Le nouveau code, qui permet toujours aux municipalités d'adopter des règles plus sévères, interdira d'appliquer la quasi-totalité des produits actuels (sauf les produits légers comme les savons, le borax, etc.) à l'intérieur et à l'extérieur des centres de la petite enfance et sur les terrains des institutions scolaires. Il interdira tout autant l'usage de certains traitements jugés dangereux à l'intérieur de tout bâtiment. Il exige aussi le respect de règles d'épandages à proximité des cours d'eau et en particulier des prises d'eau ainsi qu'à proximité des zones habitées lorsqu'il y a risque de dérive aérienne, par exemple, à proximité des vergers. Le code institue par ailleurs des distances séparatrices pour tous les types d'épandage dans les corridors de transport routier, dans les emprises ferroviaires et dans les corridors de lignes à haute tension. On y utilise généralement des herbicides pour éliminer la végétation indésirable, y compris l'herbe à poux, un contaminant biologique pas encore réglementé aux effets pourtant dévastateurs sur la santé publique en milieu urbain.

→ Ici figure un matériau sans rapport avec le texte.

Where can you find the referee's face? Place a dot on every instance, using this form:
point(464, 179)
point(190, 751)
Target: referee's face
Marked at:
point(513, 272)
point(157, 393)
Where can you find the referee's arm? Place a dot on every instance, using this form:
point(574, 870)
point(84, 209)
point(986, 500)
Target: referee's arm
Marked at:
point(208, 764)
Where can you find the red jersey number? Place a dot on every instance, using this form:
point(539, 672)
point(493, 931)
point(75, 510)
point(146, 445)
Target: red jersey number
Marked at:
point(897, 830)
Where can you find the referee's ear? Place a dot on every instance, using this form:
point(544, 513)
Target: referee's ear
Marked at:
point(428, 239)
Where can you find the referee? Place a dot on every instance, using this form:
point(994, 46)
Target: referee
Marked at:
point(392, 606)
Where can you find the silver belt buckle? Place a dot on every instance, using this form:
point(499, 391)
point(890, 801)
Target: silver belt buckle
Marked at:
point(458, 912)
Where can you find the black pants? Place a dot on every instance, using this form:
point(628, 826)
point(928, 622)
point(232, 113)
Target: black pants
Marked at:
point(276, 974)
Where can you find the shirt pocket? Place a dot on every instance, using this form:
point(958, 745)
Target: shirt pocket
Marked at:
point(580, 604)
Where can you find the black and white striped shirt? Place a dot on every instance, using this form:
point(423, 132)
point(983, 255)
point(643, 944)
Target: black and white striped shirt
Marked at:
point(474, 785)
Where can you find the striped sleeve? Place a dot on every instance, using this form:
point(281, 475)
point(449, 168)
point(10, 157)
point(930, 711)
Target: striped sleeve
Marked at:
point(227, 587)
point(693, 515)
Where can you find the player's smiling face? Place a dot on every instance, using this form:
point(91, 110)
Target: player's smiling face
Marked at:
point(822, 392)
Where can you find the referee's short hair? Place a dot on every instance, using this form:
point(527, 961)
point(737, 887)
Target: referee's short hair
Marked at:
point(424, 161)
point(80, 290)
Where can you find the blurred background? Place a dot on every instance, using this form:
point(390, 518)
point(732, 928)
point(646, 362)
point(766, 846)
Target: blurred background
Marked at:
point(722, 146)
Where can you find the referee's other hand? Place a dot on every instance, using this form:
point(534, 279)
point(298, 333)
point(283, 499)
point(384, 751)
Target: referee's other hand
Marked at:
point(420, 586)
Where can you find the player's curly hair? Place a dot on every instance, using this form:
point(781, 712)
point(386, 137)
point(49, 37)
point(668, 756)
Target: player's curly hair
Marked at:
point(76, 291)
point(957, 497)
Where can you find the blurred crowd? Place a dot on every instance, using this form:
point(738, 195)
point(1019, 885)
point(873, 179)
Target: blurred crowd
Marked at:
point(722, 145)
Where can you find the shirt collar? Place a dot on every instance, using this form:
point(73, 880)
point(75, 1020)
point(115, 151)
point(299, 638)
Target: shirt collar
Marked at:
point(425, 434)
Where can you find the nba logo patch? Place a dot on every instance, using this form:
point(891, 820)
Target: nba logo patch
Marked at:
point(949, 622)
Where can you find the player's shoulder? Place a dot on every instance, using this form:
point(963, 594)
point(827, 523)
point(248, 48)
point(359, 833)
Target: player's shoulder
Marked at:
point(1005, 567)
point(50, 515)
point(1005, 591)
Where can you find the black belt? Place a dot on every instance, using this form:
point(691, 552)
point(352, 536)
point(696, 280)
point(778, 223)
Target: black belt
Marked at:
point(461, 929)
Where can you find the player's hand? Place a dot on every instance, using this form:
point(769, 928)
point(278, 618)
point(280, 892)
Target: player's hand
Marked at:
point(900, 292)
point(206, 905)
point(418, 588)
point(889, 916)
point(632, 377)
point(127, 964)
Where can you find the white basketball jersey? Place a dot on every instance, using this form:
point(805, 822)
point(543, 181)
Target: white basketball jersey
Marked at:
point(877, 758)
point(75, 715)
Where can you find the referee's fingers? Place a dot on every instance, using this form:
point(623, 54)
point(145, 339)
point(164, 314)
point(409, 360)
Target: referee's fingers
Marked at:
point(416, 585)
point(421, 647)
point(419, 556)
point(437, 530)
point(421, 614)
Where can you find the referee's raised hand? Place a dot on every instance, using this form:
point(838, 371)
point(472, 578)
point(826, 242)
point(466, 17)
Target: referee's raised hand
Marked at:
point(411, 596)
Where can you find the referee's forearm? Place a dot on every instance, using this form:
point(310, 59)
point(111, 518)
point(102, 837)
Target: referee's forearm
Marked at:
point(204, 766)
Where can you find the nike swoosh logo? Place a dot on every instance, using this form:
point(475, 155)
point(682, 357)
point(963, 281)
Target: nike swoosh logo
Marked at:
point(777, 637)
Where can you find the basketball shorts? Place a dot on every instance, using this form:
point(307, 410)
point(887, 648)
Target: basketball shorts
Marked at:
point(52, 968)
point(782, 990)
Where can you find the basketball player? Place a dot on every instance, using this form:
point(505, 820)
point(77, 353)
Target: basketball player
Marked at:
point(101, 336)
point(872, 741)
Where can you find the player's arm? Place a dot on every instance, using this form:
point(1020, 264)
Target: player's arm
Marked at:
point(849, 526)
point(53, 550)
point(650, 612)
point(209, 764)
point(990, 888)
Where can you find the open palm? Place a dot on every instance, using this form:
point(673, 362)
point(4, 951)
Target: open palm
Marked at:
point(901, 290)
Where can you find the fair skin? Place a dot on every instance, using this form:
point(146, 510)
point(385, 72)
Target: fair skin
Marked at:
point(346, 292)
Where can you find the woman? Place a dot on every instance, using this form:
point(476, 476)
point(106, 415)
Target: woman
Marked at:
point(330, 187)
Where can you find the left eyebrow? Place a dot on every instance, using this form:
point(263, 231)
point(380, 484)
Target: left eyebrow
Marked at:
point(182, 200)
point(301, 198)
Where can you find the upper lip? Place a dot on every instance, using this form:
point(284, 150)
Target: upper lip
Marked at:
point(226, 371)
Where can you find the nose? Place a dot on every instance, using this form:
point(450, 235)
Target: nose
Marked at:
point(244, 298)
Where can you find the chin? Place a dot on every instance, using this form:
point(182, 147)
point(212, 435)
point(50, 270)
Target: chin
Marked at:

Le code institue d'autre part des règles d'affichage pour certaines applications en milieu urbain et sur les terrains de golf, tout comme il définit les modalités de fumigation. Enfin, il interdit les traitements terrestres de pesticides contre les insectes piqueurs, ce qui n'englobe pas les insecticides biologiques utilisés dans l'eau pour enrayer la reproduction parce qu'ils sont réputés sécuritaires et sélectifs.

Enfin, le code interdira dans un an la vente des mélanges engrais-pesticides, dans deux ans l'étalage public de ces produits dans les commerces et dans trois ans la vente à des fins domestiques.